Mon Jan 8 09:23:40 PST 2007

Anne van Kesteren wrote:
> On Mon, 08 Jan 2007 17:42:49 +0100, Sam Ruby <rubys at intertwingly.net> 
> wrote:
>> The current tokenizer has ".lower()" sprinkled throughout and doesn't 
>> expose in any meaningful way the difference between empty and start tags.
> 
> Because there is no difference between them. See the HTML5 specification.

My point is that by "baking in" that behavior into the tokenizer, it 
essentially limits that tokenizer to just supporting HTML5.  By 
providing one extra "bit" of information, the potential for reuse is 
increased.

Of course, the html5parser will need to ignore this extra bit, and my 
patch includes that change.

>> For the tokenizer to be meaningfully subclassed (and by that, I mean 
>> without requiring wholesale duplication of a number of methods), these 
>> behaviors would need to be factored out into separate methods that 
>> could be overridden.
> 
> You could subclass it and change processSolidusInTag.
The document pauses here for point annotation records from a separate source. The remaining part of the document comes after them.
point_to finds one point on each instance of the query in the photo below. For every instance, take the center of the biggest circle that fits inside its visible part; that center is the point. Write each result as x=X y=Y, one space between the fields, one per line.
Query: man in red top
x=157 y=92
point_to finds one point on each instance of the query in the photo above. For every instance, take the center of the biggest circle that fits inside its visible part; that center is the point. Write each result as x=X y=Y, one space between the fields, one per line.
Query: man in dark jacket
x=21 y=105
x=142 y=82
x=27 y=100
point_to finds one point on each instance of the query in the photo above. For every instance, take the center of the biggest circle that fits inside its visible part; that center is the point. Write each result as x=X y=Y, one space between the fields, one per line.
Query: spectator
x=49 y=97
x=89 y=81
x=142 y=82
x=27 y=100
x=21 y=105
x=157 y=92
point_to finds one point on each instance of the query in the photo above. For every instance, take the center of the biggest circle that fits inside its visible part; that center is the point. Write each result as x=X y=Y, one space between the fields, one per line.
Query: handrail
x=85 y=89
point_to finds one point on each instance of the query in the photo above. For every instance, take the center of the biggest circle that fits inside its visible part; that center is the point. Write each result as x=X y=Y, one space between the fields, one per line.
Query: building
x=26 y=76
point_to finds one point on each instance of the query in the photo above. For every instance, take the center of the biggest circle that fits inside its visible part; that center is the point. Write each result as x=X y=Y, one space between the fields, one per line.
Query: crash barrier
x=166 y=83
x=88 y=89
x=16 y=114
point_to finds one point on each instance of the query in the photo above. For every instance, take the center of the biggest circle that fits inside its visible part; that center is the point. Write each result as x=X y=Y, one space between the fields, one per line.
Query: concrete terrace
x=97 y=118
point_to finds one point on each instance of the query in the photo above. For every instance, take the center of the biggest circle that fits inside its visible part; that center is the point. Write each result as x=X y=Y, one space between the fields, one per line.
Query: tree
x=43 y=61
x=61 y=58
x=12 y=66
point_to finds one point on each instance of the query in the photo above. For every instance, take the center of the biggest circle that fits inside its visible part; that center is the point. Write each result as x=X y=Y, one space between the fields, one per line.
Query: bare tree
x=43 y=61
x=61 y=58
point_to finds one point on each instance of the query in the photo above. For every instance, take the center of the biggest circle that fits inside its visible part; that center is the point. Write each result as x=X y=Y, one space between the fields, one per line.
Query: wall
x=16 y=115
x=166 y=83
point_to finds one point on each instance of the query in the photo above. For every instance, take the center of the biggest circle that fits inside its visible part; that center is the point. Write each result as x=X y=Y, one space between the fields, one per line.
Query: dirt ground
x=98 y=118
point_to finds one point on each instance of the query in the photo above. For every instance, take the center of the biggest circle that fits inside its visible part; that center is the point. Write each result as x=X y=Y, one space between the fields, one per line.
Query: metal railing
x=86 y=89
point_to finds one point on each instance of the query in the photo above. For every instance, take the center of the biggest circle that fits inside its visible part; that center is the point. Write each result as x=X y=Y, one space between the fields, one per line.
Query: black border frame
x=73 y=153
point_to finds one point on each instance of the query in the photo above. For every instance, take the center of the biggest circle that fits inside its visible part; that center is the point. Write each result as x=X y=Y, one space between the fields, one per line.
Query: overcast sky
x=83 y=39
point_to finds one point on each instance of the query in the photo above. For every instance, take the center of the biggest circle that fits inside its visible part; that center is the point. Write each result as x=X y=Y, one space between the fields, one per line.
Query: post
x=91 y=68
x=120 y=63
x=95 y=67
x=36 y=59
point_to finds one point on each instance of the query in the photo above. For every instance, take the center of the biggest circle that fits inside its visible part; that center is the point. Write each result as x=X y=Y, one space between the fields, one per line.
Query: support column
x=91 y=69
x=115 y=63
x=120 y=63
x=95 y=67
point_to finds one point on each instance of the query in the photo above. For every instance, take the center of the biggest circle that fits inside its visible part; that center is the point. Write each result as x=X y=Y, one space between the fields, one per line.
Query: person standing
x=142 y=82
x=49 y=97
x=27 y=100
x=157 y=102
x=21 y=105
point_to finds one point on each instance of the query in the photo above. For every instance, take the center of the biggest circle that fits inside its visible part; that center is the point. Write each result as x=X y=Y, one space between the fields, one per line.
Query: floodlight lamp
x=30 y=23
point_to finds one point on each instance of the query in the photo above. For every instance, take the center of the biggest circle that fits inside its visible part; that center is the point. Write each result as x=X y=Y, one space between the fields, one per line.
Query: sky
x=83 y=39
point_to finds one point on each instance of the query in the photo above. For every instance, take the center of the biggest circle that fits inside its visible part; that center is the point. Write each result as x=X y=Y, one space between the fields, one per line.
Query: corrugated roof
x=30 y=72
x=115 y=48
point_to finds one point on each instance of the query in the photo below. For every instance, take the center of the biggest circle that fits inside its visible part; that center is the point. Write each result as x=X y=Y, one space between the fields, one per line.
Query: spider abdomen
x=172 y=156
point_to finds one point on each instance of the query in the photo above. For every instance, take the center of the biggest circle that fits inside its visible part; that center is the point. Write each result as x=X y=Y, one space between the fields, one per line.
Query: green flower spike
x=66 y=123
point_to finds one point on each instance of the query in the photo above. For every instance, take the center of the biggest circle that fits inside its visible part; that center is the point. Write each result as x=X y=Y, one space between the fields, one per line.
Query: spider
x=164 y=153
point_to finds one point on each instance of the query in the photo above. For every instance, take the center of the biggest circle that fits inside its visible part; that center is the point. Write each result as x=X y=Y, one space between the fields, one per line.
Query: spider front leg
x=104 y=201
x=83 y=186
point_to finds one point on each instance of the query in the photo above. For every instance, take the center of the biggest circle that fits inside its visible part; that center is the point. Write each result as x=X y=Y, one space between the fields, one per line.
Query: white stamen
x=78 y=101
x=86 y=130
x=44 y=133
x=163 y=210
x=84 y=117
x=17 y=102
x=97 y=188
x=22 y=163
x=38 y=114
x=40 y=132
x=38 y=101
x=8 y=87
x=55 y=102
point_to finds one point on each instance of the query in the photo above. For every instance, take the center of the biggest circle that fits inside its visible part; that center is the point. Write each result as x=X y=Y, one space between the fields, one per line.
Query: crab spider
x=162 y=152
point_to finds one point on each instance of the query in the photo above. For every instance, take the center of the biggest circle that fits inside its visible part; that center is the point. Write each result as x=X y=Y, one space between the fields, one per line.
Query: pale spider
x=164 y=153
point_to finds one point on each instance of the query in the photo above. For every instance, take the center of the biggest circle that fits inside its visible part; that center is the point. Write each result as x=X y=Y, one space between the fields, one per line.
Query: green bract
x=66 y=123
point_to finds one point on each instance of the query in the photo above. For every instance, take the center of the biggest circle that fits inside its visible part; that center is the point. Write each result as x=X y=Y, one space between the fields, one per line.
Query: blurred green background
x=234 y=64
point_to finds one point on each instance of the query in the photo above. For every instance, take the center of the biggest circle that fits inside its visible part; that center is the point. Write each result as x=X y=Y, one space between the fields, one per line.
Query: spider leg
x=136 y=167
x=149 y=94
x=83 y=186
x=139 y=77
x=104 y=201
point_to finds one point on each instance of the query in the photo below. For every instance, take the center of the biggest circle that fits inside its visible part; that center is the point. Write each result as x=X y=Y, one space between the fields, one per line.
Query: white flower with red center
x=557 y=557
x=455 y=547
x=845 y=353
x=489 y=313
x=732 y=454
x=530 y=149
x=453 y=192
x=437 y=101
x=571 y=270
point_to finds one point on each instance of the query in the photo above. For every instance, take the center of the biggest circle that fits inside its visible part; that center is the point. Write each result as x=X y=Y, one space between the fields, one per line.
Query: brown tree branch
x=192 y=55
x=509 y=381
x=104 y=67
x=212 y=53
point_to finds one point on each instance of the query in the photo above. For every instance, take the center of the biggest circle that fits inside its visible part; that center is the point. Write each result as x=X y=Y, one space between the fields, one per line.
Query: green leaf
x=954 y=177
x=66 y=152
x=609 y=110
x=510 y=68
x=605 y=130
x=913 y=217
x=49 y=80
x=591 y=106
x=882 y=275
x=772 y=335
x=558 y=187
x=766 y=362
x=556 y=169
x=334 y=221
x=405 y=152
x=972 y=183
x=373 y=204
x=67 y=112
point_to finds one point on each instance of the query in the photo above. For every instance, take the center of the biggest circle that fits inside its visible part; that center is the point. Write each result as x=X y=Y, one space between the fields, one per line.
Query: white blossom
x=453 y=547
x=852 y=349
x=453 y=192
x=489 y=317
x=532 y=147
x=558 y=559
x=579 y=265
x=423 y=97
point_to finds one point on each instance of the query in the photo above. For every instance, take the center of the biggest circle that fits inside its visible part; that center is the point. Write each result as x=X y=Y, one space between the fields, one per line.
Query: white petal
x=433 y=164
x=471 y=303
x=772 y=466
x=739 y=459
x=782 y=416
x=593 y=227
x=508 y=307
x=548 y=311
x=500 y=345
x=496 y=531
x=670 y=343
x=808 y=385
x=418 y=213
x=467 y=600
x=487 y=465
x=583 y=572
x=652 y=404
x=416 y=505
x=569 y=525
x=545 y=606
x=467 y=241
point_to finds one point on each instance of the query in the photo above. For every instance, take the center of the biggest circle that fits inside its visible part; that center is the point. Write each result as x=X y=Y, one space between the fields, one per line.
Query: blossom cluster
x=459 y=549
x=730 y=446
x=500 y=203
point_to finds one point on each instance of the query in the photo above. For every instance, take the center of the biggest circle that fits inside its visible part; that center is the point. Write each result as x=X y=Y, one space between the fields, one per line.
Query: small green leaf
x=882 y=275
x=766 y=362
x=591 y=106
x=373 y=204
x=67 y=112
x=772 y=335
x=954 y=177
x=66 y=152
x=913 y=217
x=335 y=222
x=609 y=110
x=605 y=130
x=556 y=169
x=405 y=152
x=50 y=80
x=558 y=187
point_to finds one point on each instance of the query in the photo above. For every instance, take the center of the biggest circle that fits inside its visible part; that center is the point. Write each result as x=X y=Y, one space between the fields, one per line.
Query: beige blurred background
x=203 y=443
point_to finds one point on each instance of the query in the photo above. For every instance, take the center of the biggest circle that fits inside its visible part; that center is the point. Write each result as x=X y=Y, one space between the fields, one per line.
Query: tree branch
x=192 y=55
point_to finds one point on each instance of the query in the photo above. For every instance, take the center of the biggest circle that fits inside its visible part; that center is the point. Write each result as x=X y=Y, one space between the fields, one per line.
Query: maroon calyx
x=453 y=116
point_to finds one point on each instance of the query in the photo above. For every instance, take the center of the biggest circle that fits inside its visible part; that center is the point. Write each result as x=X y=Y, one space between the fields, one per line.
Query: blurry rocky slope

Instead of 
> throwing an atheist parse error you would change the type of token to be 
> "empty" or something.

 From a maintenance point of view, that is suboptimal.  As 
processSolidusInTag changes, that maintenance would need to occur in two 
places.

> Not sure how to do the .lower() stuff. I kind of guessed the reason you 
> wanted to change that was because of a project like this :-)

I've provided one way: by refactoring it so that all the lowercasing of 
element names is done in exactly one place, and that the lowercasing of 
attribute names is also done in exactly one place.  That class can be 
subclassed to provide a different behavior.

  - - -

It is no secret that my interest in the WHATWG started with a 
dissatisfaction with Python's sgmllib, particularly when used as a 
foundation for parsing HTML, XHTML, or as a fallback parser for XML. 
What I see in html5lib is a *much* better foundation.

I'm in no particular rush, but if after a few days it turns out that 
people are OK with something *like* this going into the html5lib 
repository, I'd love to put it in there -- at which point it would be 
free to evolve, be renamed, refactored, and enhanced.  One thing I would 
love to work on is a true DOM builder (at which point, I could throw 
away my XMLDocument, XMLElement, and XMLComment classes), but I would 
need changes to TreeBuilder so that I could provide my own Text class 
(for example).

Needless to say, such a treebuilder could also be used with HTML5.

Once this stabilized, I would them plan to look at having the UFP take 
advantage of this library, if it is installed/available.  I'd also 
modify Venus, but such support would not need to be conditional there: 
Venus could simply include html5lib.

- Sam Ruby